Dans ces deux romans précédents, on trouvait déjà de nombreux messages, constats de cette Amérique, qui n’est plus tout à fait l’Amérique. La grande différence résidait dans l’attachement du lecteur aux personnages. Rien de tel ici. Je pense aussi qu’au regard de l’actualité internationale, je suis moins encline à pouvoir absorber ce genre de roman dans lequel il n’y a aucune lumière. « Le roi des cendres » m’a laissée exsangue, mais pas indifférente. Je suis persuadé qu’il trouvera son public, car S.A. Cosby reste un écrivain phare, à suivre.

Traduction : Pierre Szczeciner

Titre original : King of Ashes 

Editeur : Sonatine

Sortie : 2 octobre 2025

544 pages, 23,50 euros

Découvrez aussi : Le sang des innocents – S.A. Cosby

D’autres avis sur le roman – Babelio –

11 réflexions sur “Le roi des cendres, S.A. Cosby.

  1. Bouquindom dit :

    J’ai beaucoup aimé, comme toi, ses précédents mais là suis perplexe, pas sûre d’adhérer à cette surenchère de violence… Merci pour ta chronique.

  2. Ah… voilà qui m’intrigue énormément !
    Je vais évidemment le lire, mais je m’assurerai d’être dans un moment où le moral suit 🫣

  3. Aude Bouquine dit :

    Oui c’est mieux 🥹

  4. Aude Bouquine dit :

    Voilà… je pense aussi que c’est moi qui supporte plus difficilement la violence extrême.

  5. J’ai apprécié de te lire mais le roman me semble trop sombre pour moi, surtout en absence d’au moins une étincelle d’espoir au niveau des personnages.

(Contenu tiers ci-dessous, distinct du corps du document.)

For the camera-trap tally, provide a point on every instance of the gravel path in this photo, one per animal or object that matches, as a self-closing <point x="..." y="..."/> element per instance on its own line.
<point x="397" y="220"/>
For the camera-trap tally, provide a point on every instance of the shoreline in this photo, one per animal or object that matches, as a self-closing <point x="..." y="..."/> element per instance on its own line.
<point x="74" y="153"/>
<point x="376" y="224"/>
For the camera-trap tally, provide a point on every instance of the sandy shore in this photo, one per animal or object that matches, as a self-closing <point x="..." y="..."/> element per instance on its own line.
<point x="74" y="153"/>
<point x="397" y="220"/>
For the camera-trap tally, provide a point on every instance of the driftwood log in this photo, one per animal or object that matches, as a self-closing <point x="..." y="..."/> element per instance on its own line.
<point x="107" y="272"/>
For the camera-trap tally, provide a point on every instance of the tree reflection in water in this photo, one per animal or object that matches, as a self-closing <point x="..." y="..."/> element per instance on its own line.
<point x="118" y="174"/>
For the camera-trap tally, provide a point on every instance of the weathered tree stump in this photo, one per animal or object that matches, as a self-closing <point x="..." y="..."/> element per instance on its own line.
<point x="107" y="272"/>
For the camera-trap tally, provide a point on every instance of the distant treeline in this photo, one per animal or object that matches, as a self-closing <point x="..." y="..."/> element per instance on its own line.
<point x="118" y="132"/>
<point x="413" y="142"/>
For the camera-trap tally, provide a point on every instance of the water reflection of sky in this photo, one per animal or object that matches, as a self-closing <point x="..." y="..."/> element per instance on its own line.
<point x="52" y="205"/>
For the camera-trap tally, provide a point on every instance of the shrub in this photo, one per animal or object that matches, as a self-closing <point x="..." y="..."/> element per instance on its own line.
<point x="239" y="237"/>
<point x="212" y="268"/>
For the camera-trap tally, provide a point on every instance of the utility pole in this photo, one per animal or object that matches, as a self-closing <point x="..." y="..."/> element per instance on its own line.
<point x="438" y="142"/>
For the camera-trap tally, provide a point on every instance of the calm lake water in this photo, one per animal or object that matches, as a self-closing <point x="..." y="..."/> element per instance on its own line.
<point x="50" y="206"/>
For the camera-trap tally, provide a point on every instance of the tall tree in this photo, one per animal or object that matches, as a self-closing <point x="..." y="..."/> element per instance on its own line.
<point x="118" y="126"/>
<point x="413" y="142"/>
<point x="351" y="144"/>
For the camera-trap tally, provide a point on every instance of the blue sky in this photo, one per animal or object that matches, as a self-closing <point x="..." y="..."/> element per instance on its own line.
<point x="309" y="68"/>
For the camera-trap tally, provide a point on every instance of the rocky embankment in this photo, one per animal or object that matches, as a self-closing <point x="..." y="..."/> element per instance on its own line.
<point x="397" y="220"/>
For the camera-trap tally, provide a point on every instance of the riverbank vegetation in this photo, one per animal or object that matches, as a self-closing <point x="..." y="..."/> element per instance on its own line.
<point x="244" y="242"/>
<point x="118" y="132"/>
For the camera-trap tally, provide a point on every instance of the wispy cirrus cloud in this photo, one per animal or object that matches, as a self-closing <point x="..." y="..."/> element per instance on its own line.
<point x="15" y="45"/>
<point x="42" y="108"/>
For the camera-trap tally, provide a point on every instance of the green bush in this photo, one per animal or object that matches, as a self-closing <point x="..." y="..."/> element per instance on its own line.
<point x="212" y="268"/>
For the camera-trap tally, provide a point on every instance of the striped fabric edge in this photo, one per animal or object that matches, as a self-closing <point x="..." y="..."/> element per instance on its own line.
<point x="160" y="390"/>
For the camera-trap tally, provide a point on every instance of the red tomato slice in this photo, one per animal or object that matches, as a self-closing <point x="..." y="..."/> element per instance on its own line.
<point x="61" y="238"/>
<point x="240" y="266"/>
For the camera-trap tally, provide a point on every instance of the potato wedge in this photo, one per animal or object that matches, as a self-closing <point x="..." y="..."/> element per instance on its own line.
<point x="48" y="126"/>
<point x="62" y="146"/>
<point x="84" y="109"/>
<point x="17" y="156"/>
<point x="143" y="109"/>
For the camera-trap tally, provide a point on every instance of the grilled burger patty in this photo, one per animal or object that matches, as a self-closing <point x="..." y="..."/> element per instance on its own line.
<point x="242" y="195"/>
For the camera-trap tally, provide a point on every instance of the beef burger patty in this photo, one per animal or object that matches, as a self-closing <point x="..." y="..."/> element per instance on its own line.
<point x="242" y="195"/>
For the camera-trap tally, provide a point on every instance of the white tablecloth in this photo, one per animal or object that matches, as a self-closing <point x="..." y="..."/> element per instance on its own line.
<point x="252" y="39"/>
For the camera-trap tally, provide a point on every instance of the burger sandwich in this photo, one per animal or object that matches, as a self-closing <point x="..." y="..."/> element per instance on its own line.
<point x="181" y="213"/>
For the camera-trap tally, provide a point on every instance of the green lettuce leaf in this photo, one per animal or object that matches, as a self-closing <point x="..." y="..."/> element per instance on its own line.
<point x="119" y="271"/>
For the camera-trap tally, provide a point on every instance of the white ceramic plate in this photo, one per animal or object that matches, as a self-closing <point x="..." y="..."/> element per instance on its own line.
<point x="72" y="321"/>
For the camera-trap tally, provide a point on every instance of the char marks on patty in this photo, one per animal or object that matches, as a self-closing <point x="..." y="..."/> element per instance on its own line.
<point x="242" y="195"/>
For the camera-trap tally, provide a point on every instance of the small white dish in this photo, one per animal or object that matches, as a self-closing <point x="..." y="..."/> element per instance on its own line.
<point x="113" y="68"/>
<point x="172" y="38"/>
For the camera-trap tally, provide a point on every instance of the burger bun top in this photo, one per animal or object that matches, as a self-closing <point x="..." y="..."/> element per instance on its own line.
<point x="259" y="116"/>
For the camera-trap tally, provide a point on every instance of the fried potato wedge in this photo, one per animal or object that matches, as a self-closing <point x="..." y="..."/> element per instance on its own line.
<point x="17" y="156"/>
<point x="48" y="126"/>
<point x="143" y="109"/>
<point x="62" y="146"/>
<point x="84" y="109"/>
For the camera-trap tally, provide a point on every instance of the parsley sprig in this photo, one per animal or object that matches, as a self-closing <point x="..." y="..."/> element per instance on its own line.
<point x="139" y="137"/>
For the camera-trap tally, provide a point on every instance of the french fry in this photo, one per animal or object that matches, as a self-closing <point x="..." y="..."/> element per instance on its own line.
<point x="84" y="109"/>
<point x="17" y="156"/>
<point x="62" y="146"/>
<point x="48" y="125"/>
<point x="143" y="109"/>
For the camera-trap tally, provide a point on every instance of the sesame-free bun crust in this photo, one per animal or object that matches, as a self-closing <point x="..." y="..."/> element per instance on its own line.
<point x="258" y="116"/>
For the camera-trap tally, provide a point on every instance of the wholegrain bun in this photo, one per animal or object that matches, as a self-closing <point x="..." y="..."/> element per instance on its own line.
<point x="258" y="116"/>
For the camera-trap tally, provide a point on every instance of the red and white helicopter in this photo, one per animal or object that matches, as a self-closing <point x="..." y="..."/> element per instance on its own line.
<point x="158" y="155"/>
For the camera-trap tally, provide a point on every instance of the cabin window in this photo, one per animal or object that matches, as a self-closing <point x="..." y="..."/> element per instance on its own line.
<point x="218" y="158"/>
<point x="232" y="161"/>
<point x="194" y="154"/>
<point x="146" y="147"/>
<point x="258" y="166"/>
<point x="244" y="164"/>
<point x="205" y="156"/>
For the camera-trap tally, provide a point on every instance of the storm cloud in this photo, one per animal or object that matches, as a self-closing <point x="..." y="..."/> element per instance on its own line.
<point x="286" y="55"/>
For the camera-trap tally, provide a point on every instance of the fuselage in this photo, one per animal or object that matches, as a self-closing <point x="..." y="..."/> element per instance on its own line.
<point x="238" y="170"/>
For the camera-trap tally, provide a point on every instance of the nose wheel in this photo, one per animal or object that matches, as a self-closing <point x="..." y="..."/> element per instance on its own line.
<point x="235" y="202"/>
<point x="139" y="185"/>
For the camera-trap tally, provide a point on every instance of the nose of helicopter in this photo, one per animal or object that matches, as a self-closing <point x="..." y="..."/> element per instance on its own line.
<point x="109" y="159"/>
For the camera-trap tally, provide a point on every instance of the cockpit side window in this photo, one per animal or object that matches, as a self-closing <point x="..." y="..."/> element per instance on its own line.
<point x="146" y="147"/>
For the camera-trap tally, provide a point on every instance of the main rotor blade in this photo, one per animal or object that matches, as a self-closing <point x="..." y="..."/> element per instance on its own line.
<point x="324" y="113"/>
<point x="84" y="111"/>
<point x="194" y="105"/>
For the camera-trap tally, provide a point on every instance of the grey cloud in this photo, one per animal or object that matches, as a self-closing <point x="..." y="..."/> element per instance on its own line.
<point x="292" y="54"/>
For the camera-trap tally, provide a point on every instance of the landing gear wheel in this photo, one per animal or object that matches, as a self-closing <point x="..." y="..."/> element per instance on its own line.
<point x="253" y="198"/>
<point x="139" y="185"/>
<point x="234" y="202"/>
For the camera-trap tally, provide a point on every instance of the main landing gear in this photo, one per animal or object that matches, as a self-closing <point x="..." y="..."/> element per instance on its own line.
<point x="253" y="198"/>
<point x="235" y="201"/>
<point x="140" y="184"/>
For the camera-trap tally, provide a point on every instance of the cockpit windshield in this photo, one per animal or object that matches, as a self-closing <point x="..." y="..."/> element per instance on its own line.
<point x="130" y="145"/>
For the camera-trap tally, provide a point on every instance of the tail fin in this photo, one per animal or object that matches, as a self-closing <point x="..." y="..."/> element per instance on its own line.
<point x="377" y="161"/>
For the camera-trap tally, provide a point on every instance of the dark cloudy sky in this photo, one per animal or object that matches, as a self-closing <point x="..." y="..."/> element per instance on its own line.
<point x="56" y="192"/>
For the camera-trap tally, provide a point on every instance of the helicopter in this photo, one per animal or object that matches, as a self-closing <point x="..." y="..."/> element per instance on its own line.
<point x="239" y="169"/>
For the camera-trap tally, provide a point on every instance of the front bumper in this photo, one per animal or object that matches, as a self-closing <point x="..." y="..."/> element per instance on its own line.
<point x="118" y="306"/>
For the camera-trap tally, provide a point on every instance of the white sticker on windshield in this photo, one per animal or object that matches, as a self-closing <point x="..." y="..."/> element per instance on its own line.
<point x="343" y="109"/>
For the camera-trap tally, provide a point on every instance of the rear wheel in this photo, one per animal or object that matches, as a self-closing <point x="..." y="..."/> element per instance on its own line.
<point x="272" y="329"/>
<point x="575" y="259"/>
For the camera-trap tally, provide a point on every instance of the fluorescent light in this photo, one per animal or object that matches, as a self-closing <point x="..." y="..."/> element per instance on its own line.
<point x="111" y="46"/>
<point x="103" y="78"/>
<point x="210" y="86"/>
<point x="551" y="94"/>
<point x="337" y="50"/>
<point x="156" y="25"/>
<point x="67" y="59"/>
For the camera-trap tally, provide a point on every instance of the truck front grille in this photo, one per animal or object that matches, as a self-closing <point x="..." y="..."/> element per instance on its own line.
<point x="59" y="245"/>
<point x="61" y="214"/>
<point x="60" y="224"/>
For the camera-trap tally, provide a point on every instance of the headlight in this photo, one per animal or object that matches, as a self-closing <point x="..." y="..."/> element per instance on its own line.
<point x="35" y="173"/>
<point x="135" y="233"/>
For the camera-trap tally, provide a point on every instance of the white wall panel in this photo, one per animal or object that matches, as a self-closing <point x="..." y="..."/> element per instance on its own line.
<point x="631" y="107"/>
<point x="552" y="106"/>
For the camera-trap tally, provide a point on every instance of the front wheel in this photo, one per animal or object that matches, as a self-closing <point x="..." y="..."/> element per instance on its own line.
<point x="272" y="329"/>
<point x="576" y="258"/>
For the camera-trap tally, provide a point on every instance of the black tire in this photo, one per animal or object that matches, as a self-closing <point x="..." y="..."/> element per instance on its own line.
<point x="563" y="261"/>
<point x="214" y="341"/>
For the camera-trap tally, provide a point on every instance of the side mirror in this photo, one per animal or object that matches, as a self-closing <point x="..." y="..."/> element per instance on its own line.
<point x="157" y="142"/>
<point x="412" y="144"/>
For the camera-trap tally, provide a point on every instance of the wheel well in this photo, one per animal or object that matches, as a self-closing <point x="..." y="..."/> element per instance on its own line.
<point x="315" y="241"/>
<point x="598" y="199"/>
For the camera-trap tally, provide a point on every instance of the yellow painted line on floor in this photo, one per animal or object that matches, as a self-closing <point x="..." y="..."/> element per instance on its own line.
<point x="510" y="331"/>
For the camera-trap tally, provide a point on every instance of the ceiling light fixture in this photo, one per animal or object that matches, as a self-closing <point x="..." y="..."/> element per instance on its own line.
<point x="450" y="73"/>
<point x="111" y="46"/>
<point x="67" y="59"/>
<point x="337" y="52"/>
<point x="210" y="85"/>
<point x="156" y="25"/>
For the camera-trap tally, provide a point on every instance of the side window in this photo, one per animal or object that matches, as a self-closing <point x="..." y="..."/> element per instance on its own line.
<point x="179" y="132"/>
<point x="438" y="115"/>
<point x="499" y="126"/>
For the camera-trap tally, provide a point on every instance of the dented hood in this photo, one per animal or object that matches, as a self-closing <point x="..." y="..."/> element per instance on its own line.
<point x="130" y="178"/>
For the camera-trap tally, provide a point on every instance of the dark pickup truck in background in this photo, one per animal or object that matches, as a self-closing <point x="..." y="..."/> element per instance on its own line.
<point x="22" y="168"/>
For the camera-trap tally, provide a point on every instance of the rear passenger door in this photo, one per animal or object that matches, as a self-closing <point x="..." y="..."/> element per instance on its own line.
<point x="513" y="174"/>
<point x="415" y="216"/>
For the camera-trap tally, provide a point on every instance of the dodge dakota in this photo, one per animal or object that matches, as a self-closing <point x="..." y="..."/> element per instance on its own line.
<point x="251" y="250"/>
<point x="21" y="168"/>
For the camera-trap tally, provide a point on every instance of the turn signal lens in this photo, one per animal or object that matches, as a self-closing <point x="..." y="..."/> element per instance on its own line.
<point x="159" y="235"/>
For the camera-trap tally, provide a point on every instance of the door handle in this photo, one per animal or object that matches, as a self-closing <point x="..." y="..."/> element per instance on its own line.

Je tenterai un autre des romans de l’auteur qui semble très prometteur.

  6. Yvan dit :

    C’est très intéressant de lire ton ressenti ! Assurément, il sera différent selon les personnes, mais je te reconnais à travers tes mots. Et ça ouvre des portes de réflexions sur nos envies (et besoins) en littérature.

  7. Aude Bouquine dit :

    Le monde flambe
    Aux US c’est au moins 3 absurdités par jour, toutes avec violence. On n’aura jamais vécu tant de violence verbale, de menaces, de harcèlement en direct. Les images qui nous parviennent du monde entier sont d’une violence inouïe. Il m’a été difficile de lire ce livre car même quand le héros est une pourriture, les choses deviennent compliquées.

  8. Yvan dit :

    Ce que je peux comprendre. Oui le monde brûle…

  9. Personnages auxquels on a du mal à s’attacher, violence très présente (mais bon, à l’image de notre monde quoi) … Pas sûre que j’ai envie de ça en ce moment, mais peut-être plus tard.